Le lendemain, à travers la moraine du glacier nous nous frayons un chemin de fourmi, esquivant les lacs et les pentes abruptes de ce labyrinthe blanc. Il nous faut trois heures pour atteindre les rousses pelouses de la rive gauche. De là, nous escaladons vires et pierriers. S’y déplacer est aisé. Nous remontons alors une esthétique échine neigeuse. S’ensuit la remontée d’un plaquage sur le fil, sans protections saines. Une petite envolée cardiaque plus tard, nous sommes en haut du ressaut, essoufflées mais contentes de goûter aux joies de la grimpe à cette altitude. Nous trouvons par la suite une neige un peu tendue, qui nous réserve quelques petites décharges. 150 mètres de pentes en neige raide et exposée entre de beaux « ice flutes » nous déposent au pied de la massive meringue sommitale. Vingt mètres de strates déversent au-dessus de nous. Ces empilements d’années compactées semblent contournables par un petit col. Quelques pas en versant Sud nous offrent une réchappe pour le sommet… Mais soudain le brouillard nous enveloppe, suivi de flocons. Rapidement, nous ne voyons plus à dix mètres. Le sommet est là, tout proche, mais le brouillard nous masque trop de dangers inconnus.

 

Exploration d’altitude, arête de Dikij, TianShan

 

Au retour, nous nous jetons dans la tente, où tout redevient facile et simple. Le glacier, fidèle compagnon de bivouac, se dilate et craque toute la nuit. Nous nous endormons heureuses en pensant déjà à notre prochaine journée sur les hauteurs…
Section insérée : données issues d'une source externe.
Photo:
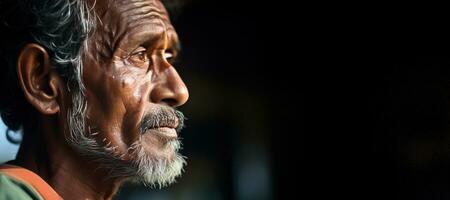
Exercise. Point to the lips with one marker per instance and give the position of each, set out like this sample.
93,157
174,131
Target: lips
167,133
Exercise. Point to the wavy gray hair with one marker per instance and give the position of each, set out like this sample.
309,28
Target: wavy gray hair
63,27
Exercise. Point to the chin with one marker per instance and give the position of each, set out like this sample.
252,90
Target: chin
157,169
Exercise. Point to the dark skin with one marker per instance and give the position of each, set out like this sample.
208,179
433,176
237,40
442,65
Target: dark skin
127,72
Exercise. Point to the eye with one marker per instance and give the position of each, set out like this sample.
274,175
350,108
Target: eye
139,57
168,55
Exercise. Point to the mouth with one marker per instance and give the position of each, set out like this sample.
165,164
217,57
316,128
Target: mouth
166,133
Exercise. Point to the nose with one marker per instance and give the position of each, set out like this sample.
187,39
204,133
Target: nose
169,89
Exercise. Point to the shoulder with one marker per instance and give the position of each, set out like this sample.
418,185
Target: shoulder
11,188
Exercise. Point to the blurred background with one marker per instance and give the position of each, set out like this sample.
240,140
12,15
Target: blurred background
235,128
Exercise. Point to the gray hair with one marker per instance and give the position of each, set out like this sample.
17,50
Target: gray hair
62,27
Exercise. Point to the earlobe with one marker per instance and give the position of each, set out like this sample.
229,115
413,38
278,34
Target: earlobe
39,82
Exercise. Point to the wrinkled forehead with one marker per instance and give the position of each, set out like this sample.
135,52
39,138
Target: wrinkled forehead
127,11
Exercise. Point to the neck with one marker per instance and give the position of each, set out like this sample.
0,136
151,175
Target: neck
45,152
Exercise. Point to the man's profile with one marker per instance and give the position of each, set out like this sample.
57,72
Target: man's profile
92,85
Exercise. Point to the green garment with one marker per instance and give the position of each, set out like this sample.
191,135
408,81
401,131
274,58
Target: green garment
11,188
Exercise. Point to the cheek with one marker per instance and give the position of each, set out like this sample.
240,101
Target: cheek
136,90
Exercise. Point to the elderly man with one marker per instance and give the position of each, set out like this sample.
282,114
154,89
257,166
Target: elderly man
92,85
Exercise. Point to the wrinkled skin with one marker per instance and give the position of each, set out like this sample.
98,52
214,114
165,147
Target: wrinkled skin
128,71
127,75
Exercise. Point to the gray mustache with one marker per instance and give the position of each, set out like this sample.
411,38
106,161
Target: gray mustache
163,116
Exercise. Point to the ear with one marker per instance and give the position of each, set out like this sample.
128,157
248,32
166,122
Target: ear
39,82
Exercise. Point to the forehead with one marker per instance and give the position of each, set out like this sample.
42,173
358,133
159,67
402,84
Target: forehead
126,8
120,17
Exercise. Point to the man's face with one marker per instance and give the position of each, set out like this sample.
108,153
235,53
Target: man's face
131,85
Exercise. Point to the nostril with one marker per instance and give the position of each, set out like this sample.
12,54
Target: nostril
170,102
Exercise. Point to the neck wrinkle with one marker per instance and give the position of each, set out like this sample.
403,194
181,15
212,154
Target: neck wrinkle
45,152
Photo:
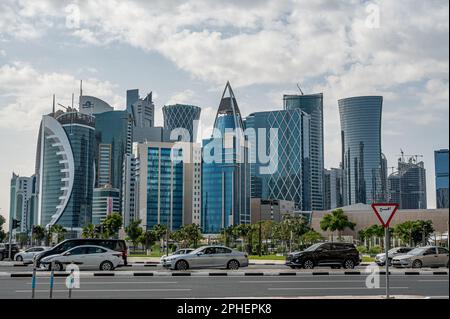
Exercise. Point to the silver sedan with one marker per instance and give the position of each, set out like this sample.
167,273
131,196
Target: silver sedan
207,257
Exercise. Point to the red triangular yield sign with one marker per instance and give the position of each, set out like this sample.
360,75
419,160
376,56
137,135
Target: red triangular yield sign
385,212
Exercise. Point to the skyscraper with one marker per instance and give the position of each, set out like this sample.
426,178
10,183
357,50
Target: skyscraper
225,169
312,104
407,186
361,149
23,202
182,116
165,184
290,180
441,171
65,159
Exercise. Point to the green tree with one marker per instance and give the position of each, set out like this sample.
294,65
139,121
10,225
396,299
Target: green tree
38,234
112,224
336,221
89,231
311,237
134,231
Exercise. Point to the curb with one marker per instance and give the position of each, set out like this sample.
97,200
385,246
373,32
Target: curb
218,274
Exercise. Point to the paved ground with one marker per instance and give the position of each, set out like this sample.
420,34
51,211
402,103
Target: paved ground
302,285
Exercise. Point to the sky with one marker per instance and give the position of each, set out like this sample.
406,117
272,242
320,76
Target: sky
185,51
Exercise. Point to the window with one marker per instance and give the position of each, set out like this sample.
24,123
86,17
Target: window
96,250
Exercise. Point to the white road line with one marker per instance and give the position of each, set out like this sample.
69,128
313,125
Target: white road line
108,290
338,288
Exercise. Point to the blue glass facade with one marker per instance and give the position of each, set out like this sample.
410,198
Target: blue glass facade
312,104
164,189
361,149
292,178
226,180
441,171
181,116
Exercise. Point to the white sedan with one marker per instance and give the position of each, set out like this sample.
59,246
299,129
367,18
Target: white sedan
85,257
28,255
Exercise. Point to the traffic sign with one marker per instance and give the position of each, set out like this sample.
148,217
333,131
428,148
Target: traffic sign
385,212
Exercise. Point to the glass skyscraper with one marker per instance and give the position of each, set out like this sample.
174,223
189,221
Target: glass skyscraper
226,179
361,149
312,104
441,171
182,116
291,180
65,159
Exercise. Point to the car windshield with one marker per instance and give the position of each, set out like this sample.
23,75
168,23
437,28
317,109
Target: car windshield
313,247
416,251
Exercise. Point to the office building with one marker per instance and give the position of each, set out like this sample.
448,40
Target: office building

Le lendemain, ce sont les arêtes au Nord du camp de base que nous attaquons. Nous sommes bien décidées à dévorer tout ce qui se fait de mieux dans le coin. Nous partons aux aurores après l’éternel rituel du réchaud, chaussage et mise en train.

 

Coucher de soleil sur le Camp 1 du Pic Pobeda, TianShan

 

Partir sur ces arêtes nous fait vibrer parce qu’il s’agit d’une véritable exploration de l’inconnu. Quelqu’un s’est-il déjà aventuré ici ? Ce sommet porte-t-il un nom ? Les conditions semblent optimales. Nous nous sentons infiniment à notre place, l’envie de presser le pas est grande, mais rien ne sert de courir, la route est longue…! Sur un éperon rocheux, Zab opère un petit assurage à l’épaule et voici Vio qui la rejoint. Nous mangeons un bout, excitées par cette escalade sur ce sommet inconnu. Comme deux petites fourmis travailleuses et appliquées, nous progressons soigneusement sur cette arête.

 

Violaine s’élève sur les arêtes d’Aktau, vue sur le camp de base, Tian Shan

 

Elisabeth triomphe devant le Pobeda, arêtes d’Aktau, Tian Shan

 

De nouveau, la vie prend toute sa saveur, nous offre un moment privilégié. Nous voici sur un itinéraire dominant une région d’un rare esthétisme, auprès de crêtes cornichées, de neiges ourlées par les vents d’altitude, de lignes qui jouent avec les perspectives fuyantes des deux versants pour modeler des tableaux somptueux et enivrants. Les courbes emmènent le regard vers le ciel, vers l’horizon des sommets du Tian Shan, vers cette mer immense où moutonnent des bijoux enneigés, en tout lieu où le regard se pose.

 

Traversée enjouée du glacier du Pobeda, TianShan

 

Devant nous, les volutes du Pobeda et du Khan Tengri, hautement exposées, semblent nous narguer, mais nous sommes quand même heureuses de profiter de cette journée. Pas de vent, un panorama unique s’étend sous nos yeux émerveillés. Nous savourons la chance d’être ici avant de redescendre vers notre refuge de toile. Nous avons trouvé ce que nous étions venues chercher : la rencontre et l’exploration, ces beaux élans du cœur vers l’inconnu.